Jean-Noël Barrot, ministre en charge du numérique et des télécommunications a alerté sur des négociations très serrées à Bruxelles concernant le schéma de certification EUCS pour les donnés sensibles. (Crédit Photo : JC)
Une équipe qui continue à se structurer
Parmi les autres intervenants, il y a bien sûr les comités stratégiques de filières (CSF) qui ont vocation à coordonner et de fédérer les acteurs dans un domaine particulier. En matière de sécurité, la France compte un CSF dédié aux industries de sécurité dirigé par Marc Darmon. Ce dernier a évoqué la signature prochaine d’un contrat avec l’ensemble des acteurs de la filière et notamment la DGE (direction générale des entreprises). L’autre CSF, plus jeune, est relatif au numérique de confiance, présidé par Michel Paulin, directeur général d’OVHCloud et regroupant 200 organisations. « La feuille de route est en cours de finalisation et devrait présenté prochainement », a assuré le dirigeant lors de la plénière d’ouverture.

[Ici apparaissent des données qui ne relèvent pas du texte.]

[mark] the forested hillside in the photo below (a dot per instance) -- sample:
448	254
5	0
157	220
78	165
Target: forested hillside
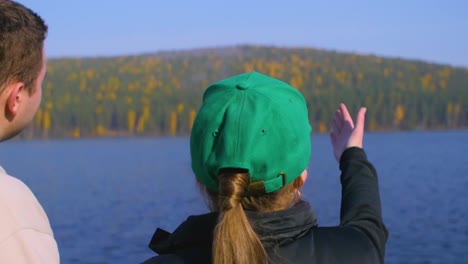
159	94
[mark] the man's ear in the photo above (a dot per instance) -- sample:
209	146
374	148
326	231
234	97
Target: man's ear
299	181
13	99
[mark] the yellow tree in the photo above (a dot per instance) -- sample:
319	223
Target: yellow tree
399	114
131	118
173	127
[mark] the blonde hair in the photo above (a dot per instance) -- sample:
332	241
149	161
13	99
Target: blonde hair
234	240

Michel Paulin, président du comité stratégique de filière numérique de confiance finalise la feuille de route du CSF. (Crédit Photo: JC)

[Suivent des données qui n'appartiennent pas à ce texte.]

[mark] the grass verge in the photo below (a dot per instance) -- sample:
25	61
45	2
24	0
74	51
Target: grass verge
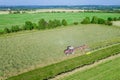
67	65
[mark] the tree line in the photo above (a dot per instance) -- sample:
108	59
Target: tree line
96	20
42	25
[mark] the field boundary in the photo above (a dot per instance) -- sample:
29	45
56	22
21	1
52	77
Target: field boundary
58	77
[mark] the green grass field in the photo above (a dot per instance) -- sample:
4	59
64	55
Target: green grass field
68	65
26	51
7	20
106	71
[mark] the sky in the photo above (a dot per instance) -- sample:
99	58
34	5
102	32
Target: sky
59	2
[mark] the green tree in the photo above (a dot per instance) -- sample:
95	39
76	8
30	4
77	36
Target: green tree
6	30
15	28
64	22
101	21
42	24
35	26
115	19
94	20
108	23
28	25
109	19
50	24
86	21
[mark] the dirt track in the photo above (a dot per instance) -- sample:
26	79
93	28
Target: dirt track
85	67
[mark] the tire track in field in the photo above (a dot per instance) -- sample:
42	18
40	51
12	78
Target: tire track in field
85	67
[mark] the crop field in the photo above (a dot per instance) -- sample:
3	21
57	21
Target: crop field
7	20
23	52
109	70
65	66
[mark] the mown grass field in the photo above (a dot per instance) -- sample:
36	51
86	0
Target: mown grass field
26	51
106	71
68	65
7	20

Autre co-équipier incontournable, le Campus Cyber. Représenté par Yann Bonnet, directeur général délégué, il a souligné la montée en puissance de ce lieu totem de la cybersécurité en France, qui « impressionne les visiteurs étrangers, y compris les américains ». Concernant les travaux des groupes de travail, il précise que « prochainement une plateforme IA de cybersécurité sera dévoilée en octobre prochain ».
Un renfort nommé Schrems
Invité de marque pour cette neuvième édition des Universités d’été, Max Schrems, avocat et fondateur de l’association Noyb est intervenu sur son domaine de prédilection la protection des données personnelles et en particulier des accords de transfert de données entre l’Europe et les Etats-Unis. Tombeur du Safe Harbor et du Privacy Shield, il compte bien aussi faire invalider le dernier accord, le Data Privacy Framework. Il soulève plusieurs problèmes dans ce texte à commencer par l’executive order signé par le président Biden, « qui n’est pas une loi » et ressemble peu ou prou à un autre texte signé sous la présidence de Barack Obama. La différence réside dans l’usage du terme « appropriate » dans le FISA 702 (une loi qui prévoit la surveillance de masse avec l’assistance imposée des fournisseurs de communications électroniques) qui selon l’avocat « n’a pas la même interprétation aux Etats-Unis et en Europe ».
Max Schrems a donné ses arguments contre le Data Privacy Framework. (Crédit Photo: JC)
Il ajoute que la création d’un recours via la Data Protection Review Court pose problème. En effet, cette instance n’est pas une juridiction « au sens juridique normal de l'article 47 de la Charte ou de la Constitution américaine, mais un organe relevant du pouvoir exécutif du gouvernement américain ». Face à ces différents points, Max Schrems a décidé de contester le DPF auprès de la Cour de justice de l’Union européenne. Il regardera avec attention la plainte déposée à titre personnelle par le député Philippe Latombe au Tribunal de l’Union européenne contre le DPF. « Plus il y a de gens mobilisés sur le sujet et mieux c’est », conclut l’avocat.